The relatively new ‘Minimum Information About a Plant Phenotyping Experiment’ standard might be worth considering:
See their PDF table (first bullet point). Pretty thorough (I think) about growth conditions and measurements, but not as oriented towards hardware.
I’ve looked at their software tools, but not successfully used any of them. We’d like PlantCV to be be able to save metadata in their format, presumably using the isatools python package.


It looks good for a quick read. I am always for using an existing standard rather than trying to create a new one. Any idea on what level of buy-in it has received?
That they don’t cover hardware doesn’t bother me; this is a focus on phenotype data, and is a ‘minimum’ standard. I envision hardware being in a different section. Besides, field experiments don’t need much hardware, so it shouldn’t be required in a minimal standard.
I need to look at isatools. Why write code if someone else already has.
I use to work with Claire Augustine at Monsanto, who wrote the original PATO plant ontology. We had many discussions about it, and ontology in general. I am a strong supporter of the OBO ontology, but while included in the OBO, PATO was never accepted as one of the standard ontologies.

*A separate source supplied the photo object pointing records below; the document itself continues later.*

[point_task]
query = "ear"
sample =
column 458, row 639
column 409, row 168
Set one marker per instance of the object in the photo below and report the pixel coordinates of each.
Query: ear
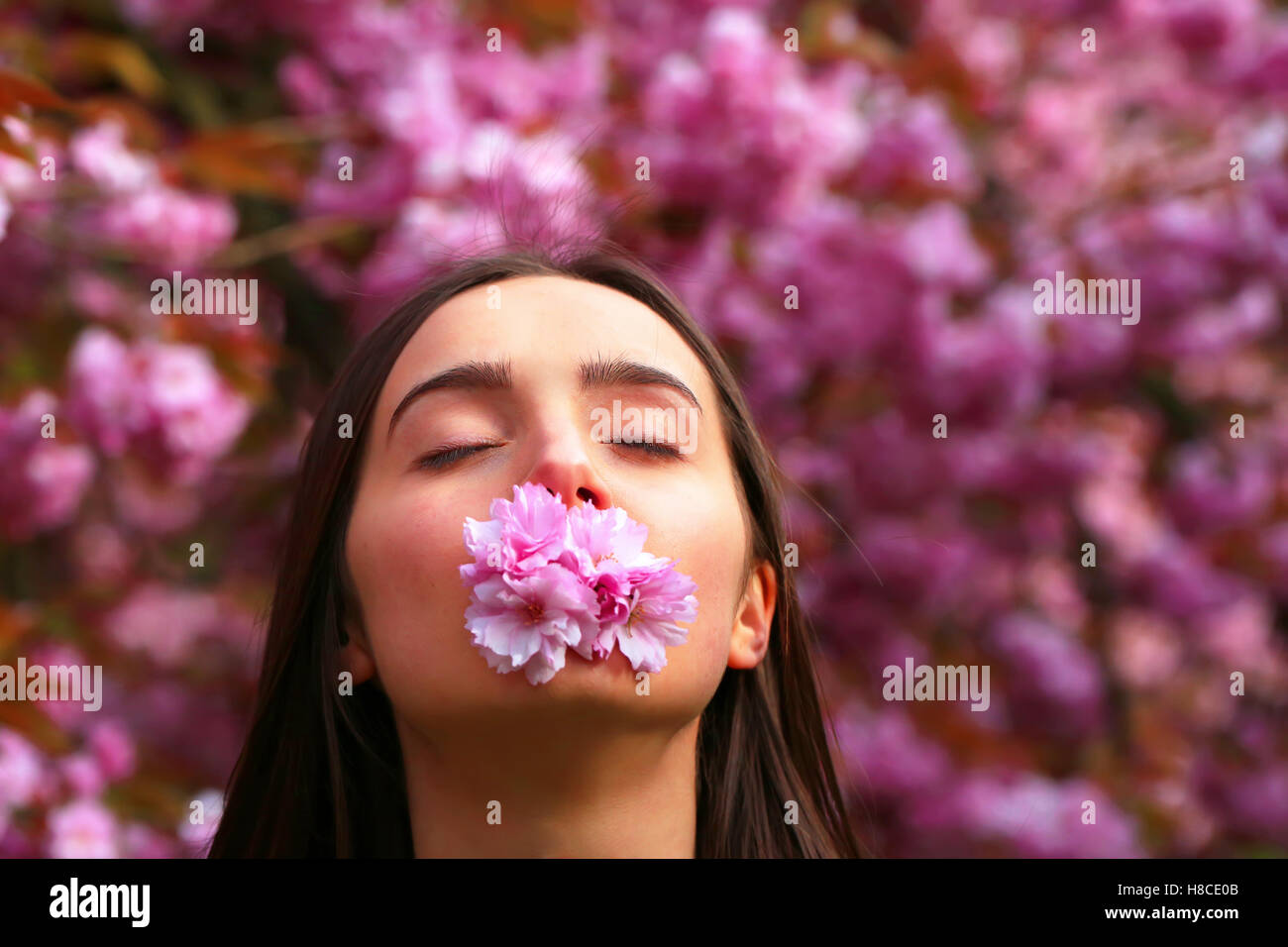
column 356, row 656
column 755, row 616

It is good in many places (and much better than nothing!!), but has some significant weaknesses, most of which I don’t think we will deal with for a while
Thanks for finding this.
The idea of trying to combine triple-store with CouchDB leaves me a bit light headed.


I@jshoyer, @Webb.Peter
Taking a second look at this, it looks like a document to be attached to a data package at the end of an experiment. It contains both contextual information (environment) as well as summary of sensor information (averages of environmental measurements).
I need to think on this, as I have been assuming what data would possibly be needed during an experiment, or as meta-data about the the context (true to any experiment); and not about summaries for post-experiment.
That is not necessarily a conflict, as what I have envisioned could be the ‘source’ from which this could be generated, and the more the two look the same to start, the simpler things can be.


I do not think MIAPPE has gotten all that much buy-in in the US yet, but it does have a fair amount of mind-share, partly because there are already multiple peer-reviewed publications associated with it. An Australian phenometrics group is also developing a standard called the Plant Ontology-Driven Data (PODD) repository project.

A consortium of European groups developed the MIAPPE standard, so I think it has more uptake in their software tools, especially at the IPK in Germany. I think you are quite right that the MIAPPE standard is geared towards post-experiment reports rather than real-time analysis. The IPK online database seems to be designed for people to download tarballs (100s of GB) with metadata included.

The TerraRef groups have thought quite a bit about metadata for many types of sensor in field experiments, but I have never wrapped my head around all their documentation.